AK Parti Konya İl Başkanı Musa Arat "Referanduma Doğru Sivil Toplum Kuruluşu Konya Platformu Toplantısı'nda konuştu.

AK Parti Konya İl Başkanı Musa Arat "Referanduma Doğru Sivil Toplum Kuruluşu Konya Platformu Toplantısı'nda konuştu.

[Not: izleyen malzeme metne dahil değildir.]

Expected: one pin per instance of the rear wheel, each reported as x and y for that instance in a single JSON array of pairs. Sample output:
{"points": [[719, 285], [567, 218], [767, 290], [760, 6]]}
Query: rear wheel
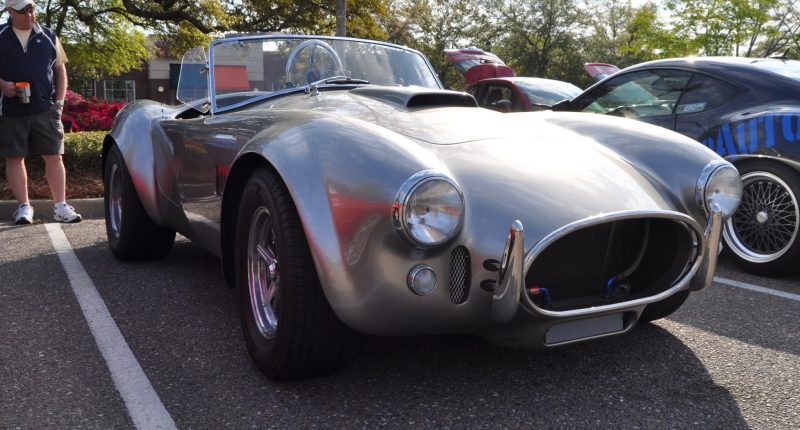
{"points": [[290, 329], [132, 235], [762, 234]]}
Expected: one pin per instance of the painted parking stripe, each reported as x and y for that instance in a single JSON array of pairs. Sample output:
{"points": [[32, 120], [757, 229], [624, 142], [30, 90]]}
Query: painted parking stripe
{"points": [[751, 287], [144, 406]]}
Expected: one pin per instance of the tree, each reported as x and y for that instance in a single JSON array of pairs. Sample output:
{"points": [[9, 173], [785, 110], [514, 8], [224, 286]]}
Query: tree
{"points": [[431, 26], [538, 36], [723, 27]]}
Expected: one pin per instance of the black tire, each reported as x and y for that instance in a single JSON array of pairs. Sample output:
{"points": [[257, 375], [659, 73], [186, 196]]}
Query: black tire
{"points": [[664, 308], [762, 234], [290, 329], [132, 235]]}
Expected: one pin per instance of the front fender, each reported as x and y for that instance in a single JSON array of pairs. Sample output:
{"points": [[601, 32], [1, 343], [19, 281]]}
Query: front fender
{"points": [[137, 149], [343, 175]]}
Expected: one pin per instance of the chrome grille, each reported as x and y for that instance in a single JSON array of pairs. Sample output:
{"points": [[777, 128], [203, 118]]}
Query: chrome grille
{"points": [[459, 275]]}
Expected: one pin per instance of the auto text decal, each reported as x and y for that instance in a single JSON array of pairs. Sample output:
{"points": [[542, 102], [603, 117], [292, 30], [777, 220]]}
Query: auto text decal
{"points": [[748, 136]]}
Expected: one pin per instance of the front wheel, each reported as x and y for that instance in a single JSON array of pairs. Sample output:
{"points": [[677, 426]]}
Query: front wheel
{"points": [[132, 234], [290, 329], [762, 233]]}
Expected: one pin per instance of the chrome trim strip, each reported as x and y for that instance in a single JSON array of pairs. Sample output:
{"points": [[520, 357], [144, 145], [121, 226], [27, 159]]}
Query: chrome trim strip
{"points": [[511, 277], [600, 219], [711, 250]]}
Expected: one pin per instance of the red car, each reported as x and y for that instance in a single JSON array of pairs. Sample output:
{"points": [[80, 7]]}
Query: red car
{"points": [[495, 87]]}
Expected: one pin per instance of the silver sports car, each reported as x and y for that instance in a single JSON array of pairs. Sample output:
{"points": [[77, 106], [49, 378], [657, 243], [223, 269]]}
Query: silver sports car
{"points": [[346, 192]]}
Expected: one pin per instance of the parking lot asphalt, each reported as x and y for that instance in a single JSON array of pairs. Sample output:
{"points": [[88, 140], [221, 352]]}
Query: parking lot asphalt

Sivil toplum örgütleri, vakıf ve dernek yöneticilerinin yanı sıra çok sayıda davetlinin katıldığı toplantıda konuşan Musa Arat, 16 Nisan'daki referandumun sıradan bir halk oylaması olmadığını belirterek, "Hele İskandinav ülkelerindeki gibi bir seçim hiç değil. Daha derin anlamları ve kalıcı tesirleri olan bir tercihle karşı karşıyayız. 16 Nisandaki halk oylaması, önümüzdeki yüzyılı şekillendirecek, tarihi sürecin, yeniden dirilmenin, daha büyük mücadelelerin başlama noktasıdır. Ya tarihte bulunduğumuz şerefli yere, özne olma haline, tarih yapmaya tekrar döneceğiz ya da travmatik tehditler altında, kişiliği ve kimliği yırtılmış, belki de Haçlı Uygarlığı karşısında yenilmiş, asimile olmuş, iddiasız silik nesiller olarak hayat süreceğiz" dedi.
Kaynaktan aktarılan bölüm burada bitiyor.